The first step to deploy this application to some faster cloud instances is to pack it as a Docker image and push it to Docker Hub, from where we can access it from cloud instances.

Build and Push images to Docker Hub

During the deployment with compose up, the application is packed as a Docker image which is then used to create the containers. We need to tag the built images and push them to Docker Hub.

 A simple way to do this is by setting the image property for services in the Compose file. Previously, we had only set the build property for our services, however we had no image defined. Docker Compose requires at least one of these properties to be defined in order to deploy the application.

We set the image property following the pattern <account>/<name>:<tag> where the tag is optional (default to ‘latest’). We take for example a Docker Hub account ID myhubuser and the application name gpudemo. Edit the compose file and set the image property for the two services as below:

docker-compose.yml

services:

 training:
   image: myhubuser/gpudemo
   build: backend
   command: python model.py
   volumes:
     - models:/checkpoints

 translator:
   image: myhubuser/gpudemo
   build: backend
   volumes:
     - models:/checkpoints
   ports:
     - 5000:5000

volumes:
 models:

To build the images run:

$ docker compose build
The new 'docker compose' command is currently experimental. To
provide feedback or request new features please open issues
 at https://github.com/docker/compose-cli
[+] Building 1.0s (10/10) FINISHED 
 => [internal] load build definition from Dockerfile
0.0s 
=> => transferring dockerfile: 206B
...
 => exporting to image
0.8s 
 => => exporting layers    
0.8s  
 => => writing image sha256:b53b564ee0f1986f6a9108b2df0d810f28bfb209
4743d8564f2667066acf3d1f
0.0s
 => => naming to docker.io/myhubuser/gpudemo

$ docker images | grep gpudemo
myhubuser/gpudemo  latest   b53b564ee0f1   2 minutes ago 
  5.83GB   

Notice the image has been named according to what we set in the Compose file.

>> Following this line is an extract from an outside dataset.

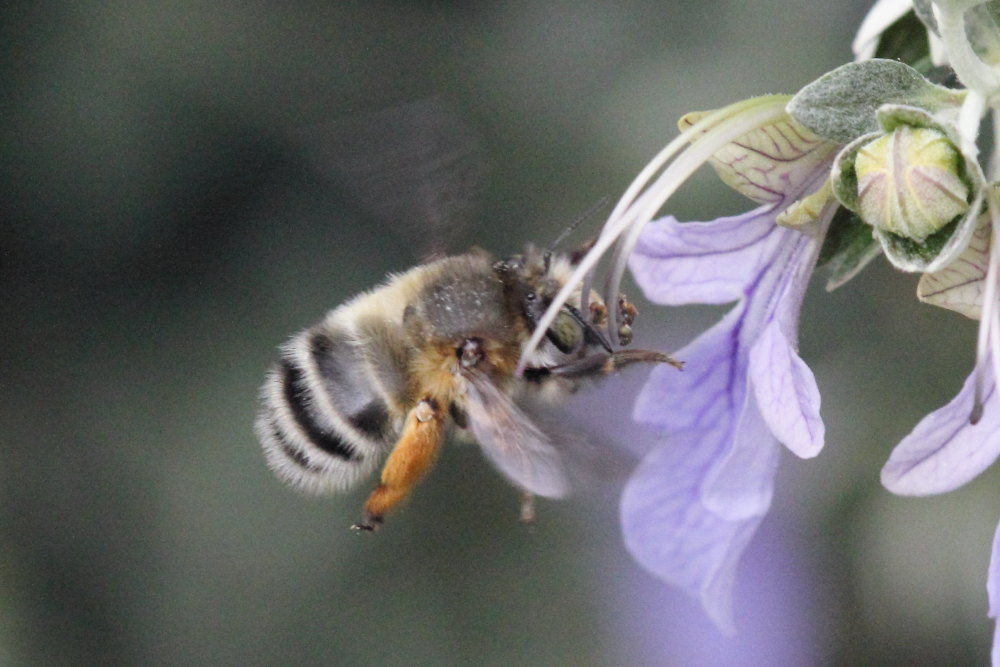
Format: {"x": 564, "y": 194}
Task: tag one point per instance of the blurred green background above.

Before pushing this image to Docker Hub, we need to make sure we are logged in. For this we run:

$ docker login
...
Login Succeeded

Push the image we built:

$ docker compose push
Pushing training (myhubuser/gpudemo:latest)...
The push refers to repository [docker.io/myhubuser/gpudemo]
c765bf51c513: Pushed
9ccf81c8f6e0: Layer already exists
...
latest: digest: sha256:c40a3ca7388d5f322a23408e06bddf14b7242f9baf7fb
e7201944780a028df76 size: 4306

The image pushed is public unless we set it to private in Docker Hub’s repository settings. The Docker documentation covers this in more detail.

With the image stored in a public image registry, we will look now at how we can use it to deploy our application on Amazon ECS and how we can use GPUs to accelerate it.

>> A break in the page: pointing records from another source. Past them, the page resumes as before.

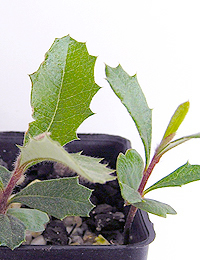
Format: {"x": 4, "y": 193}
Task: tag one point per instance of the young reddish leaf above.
{"x": 181, "y": 176}
{"x": 62, "y": 90}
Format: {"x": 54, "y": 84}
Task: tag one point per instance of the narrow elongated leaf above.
{"x": 62, "y": 90}
{"x": 129, "y": 171}
{"x": 155, "y": 207}
{"x": 177, "y": 142}
{"x": 5, "y": 175}
{"x": 177, "y": 119}
{"x": 181, "y": 176}
{"x": 175, "y": 122}
{"x": 129, "y": 92}
{"x": 59, "y": 197}
{"x": 12, "y": 231}
{"x": 46, "y": 149}
{"x": 33, "y": 219}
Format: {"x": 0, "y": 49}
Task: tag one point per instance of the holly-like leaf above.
{"x": 155, "y": 207}
{"x": 12, "y": 231}
{"x": 62, "y": 90}
{"x": 175, "y": 122}
{"x": 59, "y": 197}
{"x": 129, "y": 92}
{"x": 5, "y": 175}
{"x": 46, "y": 149}
{"x": 181, "y": 176}
{"x": 130, "y": 171}
{"x": 33, "y": 219}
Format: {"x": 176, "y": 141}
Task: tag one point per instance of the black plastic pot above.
{"x": 97, "y": 145}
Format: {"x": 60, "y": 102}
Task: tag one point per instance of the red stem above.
{"x": 133, "y": 210}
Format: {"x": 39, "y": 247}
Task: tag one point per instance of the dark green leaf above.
{"x": 33, "y": 219}
{"x": 59, "y": 198}
{"x": 155, "y": 207}
{"x": 47, "y": 149}
{"x": 12, "y": 231}
{"x": 129, "y": 171}
{"x": 62, "y": 90}
{"x": 183, "y": 175}
{"x": 129, "y": 92}
{"x": 177, "y": 142}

2. Deploy to Amazon ECS for GPU-acceleration

To deploy the application to Amazon ECS, we need to have credentials for accessing an AWS account and to have Docker CLI set to target the platform.

Let’s assume we have a valid set of AWS credentials that we can use to connect to AWS services.  We need now to create an ECS Docker context to redirect all Docker CLI commands to Amazon ECS.

Create an ECS context

To create an ECS context run the following command:

$ docker context create ecs cloud
? Create a Docker context using:  [Use arrows to move, type
to filter]
> AWS environment variables 
  An existing AWS profile
  A new AWS profile

This prompts users with 3 options, depending on their familiarity with the AWS credentials setup.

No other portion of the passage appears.